Sorry if I state what you already know, but have assumed you would not have asked the question if you knew the following.

Any two dissimilar metals placed in an electrolyte (such as sea water) will form an electrolytic couple and a voltage will exist between them. If they are connected together by a conductor a current will flow through the wire or resistance because of that voltage difference.

The shore power ac earth is a metal(s) in the ground/water and your metal boat is in the seawater so there will always be a measurable voltage between them. If a piece of wire is used to connect the two then a current will flow through the wire and one metal(s) and the most "anodic" one(s) will erode. This is galvanic corrosion and is the same reaction as occurs in a battery. It seems that this is the observation that you have made - with respect to the current measured your multimeter in the current setting is effectively a short circuit from the boat to the shore earth so a current will flow through it due to the voltage between them.

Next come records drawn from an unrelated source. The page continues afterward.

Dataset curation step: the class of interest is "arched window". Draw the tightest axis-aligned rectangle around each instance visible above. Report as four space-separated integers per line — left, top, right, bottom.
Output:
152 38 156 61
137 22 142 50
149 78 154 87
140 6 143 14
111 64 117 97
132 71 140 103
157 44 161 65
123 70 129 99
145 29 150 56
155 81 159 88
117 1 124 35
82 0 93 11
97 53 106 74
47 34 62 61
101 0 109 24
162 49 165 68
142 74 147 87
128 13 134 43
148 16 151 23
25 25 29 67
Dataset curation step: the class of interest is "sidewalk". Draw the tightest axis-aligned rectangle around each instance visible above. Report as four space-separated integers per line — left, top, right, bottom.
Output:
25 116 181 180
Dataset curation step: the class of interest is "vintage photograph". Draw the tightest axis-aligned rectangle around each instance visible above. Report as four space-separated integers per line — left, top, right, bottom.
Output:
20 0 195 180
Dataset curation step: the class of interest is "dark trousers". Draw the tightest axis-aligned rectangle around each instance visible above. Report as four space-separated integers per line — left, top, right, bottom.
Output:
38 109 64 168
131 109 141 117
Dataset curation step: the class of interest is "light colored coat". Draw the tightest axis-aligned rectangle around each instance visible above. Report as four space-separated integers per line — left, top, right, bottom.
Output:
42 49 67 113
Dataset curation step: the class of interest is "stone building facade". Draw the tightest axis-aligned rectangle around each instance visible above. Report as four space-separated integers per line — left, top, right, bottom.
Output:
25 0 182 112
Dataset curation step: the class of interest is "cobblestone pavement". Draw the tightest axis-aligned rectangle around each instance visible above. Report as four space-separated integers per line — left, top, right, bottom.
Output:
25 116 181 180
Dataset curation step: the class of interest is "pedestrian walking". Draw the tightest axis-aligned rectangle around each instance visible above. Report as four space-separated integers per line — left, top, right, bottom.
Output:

Furthermore, other boats nearby will be connected to the shore ac earth by means of their shore cables and so if you are connected to the shore ac earth you are connected to them too - that is you may be connected to the metals on their hull which their own shorepower cable earth is connected to and one or the other, or both of you will suffer galvanic corrosion(assuming they do not use an isolating transformer or galvanic isolator).

So, as long as your boat's hull is not connected to the shore ac earth or in any other way to other metals by a conductor then you have nothing to worry about. If your boat is connected to the shore ac earth, usually through the shore ac cable earth conductor, then you must use a galvanic isolator in that conductor on the boat or else a proper marine isolating transformer. Then no current can flow and no galvanic corrosion can occur - that is what you must aim for. Do not do as some propose, disconnect your ac ground on the boat from the hull to break this current path as it is unsafe.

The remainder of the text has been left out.